Africa-Press – Eritrea. China has fined ride-hailing giant Didi 8.026 billion yuan ($1.2bn; £990m) for breaking its cyber security laws.
On Thursday, the Cyberspace Administration of China (CAC) said that it had found “conclusive evidence” against the company.
The regulator announced that it had started an investigation into Didi just days after the firm launched its shares in the US last year.
Didi’s shares have since stopped trading on the New York Stock Exchange.
The CAC also said it had imposed fines of one million yuan each on Didi Global’s chairman and chief executive Cheng Wei and president Liu Qing.
In response, Didi said it accepted the ruling and would “conduct comprehensive and in-depth self-examination”.
“We will take this as a warning and pay equal attention to both security and development,” the company said in a post on Chinese social media platform Weibo.
Didi came under intense pressure following its US stock market debut in June last year.
Within days of the initial public offering Beijing announced a crackdown on technology companies listing overseas.

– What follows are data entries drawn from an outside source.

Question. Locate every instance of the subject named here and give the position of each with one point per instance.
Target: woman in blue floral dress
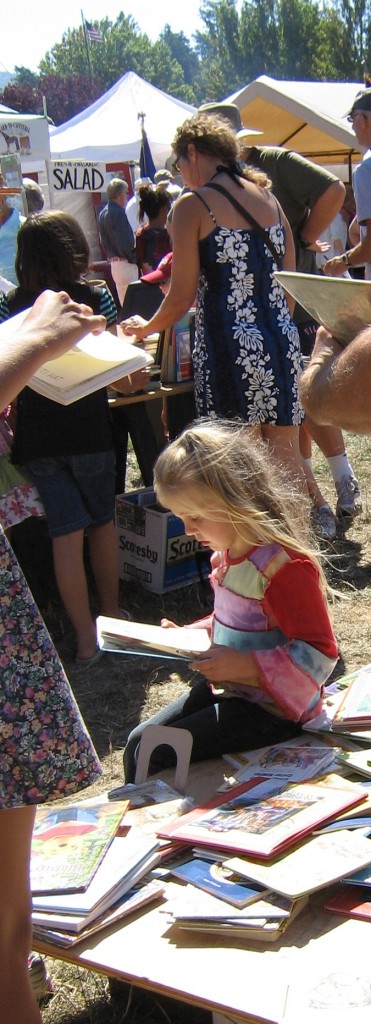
(229, 237)
(45, 751)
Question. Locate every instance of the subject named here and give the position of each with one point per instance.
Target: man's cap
(232, 114)
(362, 101)
(162, 273)
(162, 176)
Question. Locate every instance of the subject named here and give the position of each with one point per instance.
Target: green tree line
(306, 40)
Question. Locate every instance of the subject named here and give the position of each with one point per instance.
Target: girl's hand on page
(59, 323)
(221, 665)
(135, 326)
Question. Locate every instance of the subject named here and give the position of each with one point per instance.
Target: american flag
(93, 34)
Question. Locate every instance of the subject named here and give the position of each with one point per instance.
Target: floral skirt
(45, 750)
(18, 497)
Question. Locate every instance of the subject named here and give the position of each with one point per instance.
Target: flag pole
(86, 47)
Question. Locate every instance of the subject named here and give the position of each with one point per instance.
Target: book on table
(67, 930)
(354, 712)
(356, 761)
(181, 642)
(264, 921)
(70, 842)
(215, 879)
(264, 827)
(94, 363)
(126, 861)
(341, 305)
(317, 863)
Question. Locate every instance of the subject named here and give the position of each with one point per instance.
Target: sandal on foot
(84, 663)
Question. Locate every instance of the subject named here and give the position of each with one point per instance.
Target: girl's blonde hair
(229, 475)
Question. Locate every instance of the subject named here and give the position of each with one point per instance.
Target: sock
(339, 466)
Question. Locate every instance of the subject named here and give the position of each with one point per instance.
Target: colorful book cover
(352, 903)
(69, 843)
(127, 859)
(268, 826)
(355, 709)
(313, 865)
(219, 881)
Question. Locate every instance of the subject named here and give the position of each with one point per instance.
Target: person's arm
(335, 389)
(354, 232)
(184, 270)
(53, 326)
(360, 254)
(323, 212)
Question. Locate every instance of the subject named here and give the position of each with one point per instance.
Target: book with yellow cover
(179, 642)
(342, 305)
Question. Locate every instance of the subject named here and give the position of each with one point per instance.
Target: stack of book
(253, 862)
(86, 869)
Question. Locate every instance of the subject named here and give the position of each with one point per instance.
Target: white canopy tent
(307, 117)
(109, 130)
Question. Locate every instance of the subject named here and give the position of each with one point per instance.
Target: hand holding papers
(342, 306)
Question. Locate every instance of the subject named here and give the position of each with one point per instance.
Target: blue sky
(26, 38)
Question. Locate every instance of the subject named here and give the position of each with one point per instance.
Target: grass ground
(120, 690)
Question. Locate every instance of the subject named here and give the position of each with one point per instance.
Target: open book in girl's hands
(95, 361)
(179, 642)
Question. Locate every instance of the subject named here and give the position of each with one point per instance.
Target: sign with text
(24, 134)
(79, 175)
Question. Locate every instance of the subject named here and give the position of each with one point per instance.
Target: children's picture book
(356, 761)
(174, 350)
(179, 642)
(361, 878)
(265, 827)
(354, 712)
(126, 860)
(219, 881)
(154, 791)
(351, 902)
(69, 843)
(262, 922)
(94, 363)
(319, 862)
(68, 929)
(342, 305)
(186, 903)
(286, 762)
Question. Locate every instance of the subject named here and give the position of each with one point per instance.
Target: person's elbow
(335, 196)
(312, 400)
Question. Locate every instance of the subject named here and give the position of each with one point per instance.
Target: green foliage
(307, 40)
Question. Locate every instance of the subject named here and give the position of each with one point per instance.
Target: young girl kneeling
(273, 643)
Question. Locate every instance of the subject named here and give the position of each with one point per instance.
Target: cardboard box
(153, 546)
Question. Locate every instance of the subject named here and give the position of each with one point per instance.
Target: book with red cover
(351, 902)
(263, 828)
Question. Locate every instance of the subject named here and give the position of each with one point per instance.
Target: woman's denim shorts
(77, 491)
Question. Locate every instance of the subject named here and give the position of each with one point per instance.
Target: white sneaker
(324, 522)
(348, 498)
(40, 980)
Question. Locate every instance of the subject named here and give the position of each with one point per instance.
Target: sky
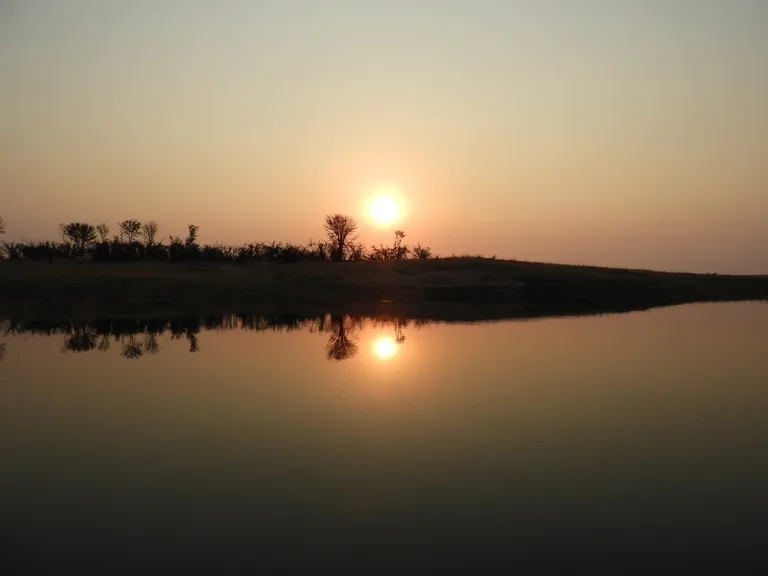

In December, Didi announced plans to exit the US stock market and relist its shares in Hong Kong.
The company has become one of the most high profile targets of the Chinese government’s tough approach to the country’s technology industry.
Authorities have been pursuing a wide-ranging crackdown on companies, from slapping e-commerce firm Alibaba with a record fine to ordering technology giant Tencent to suspend the roll out of new apps.
It ordered Didi to be removed from app stores last year and launched an investigation, citing data collection concerns, days after the firm moved forward with its New York listing, reportedly against authorities’ wishes.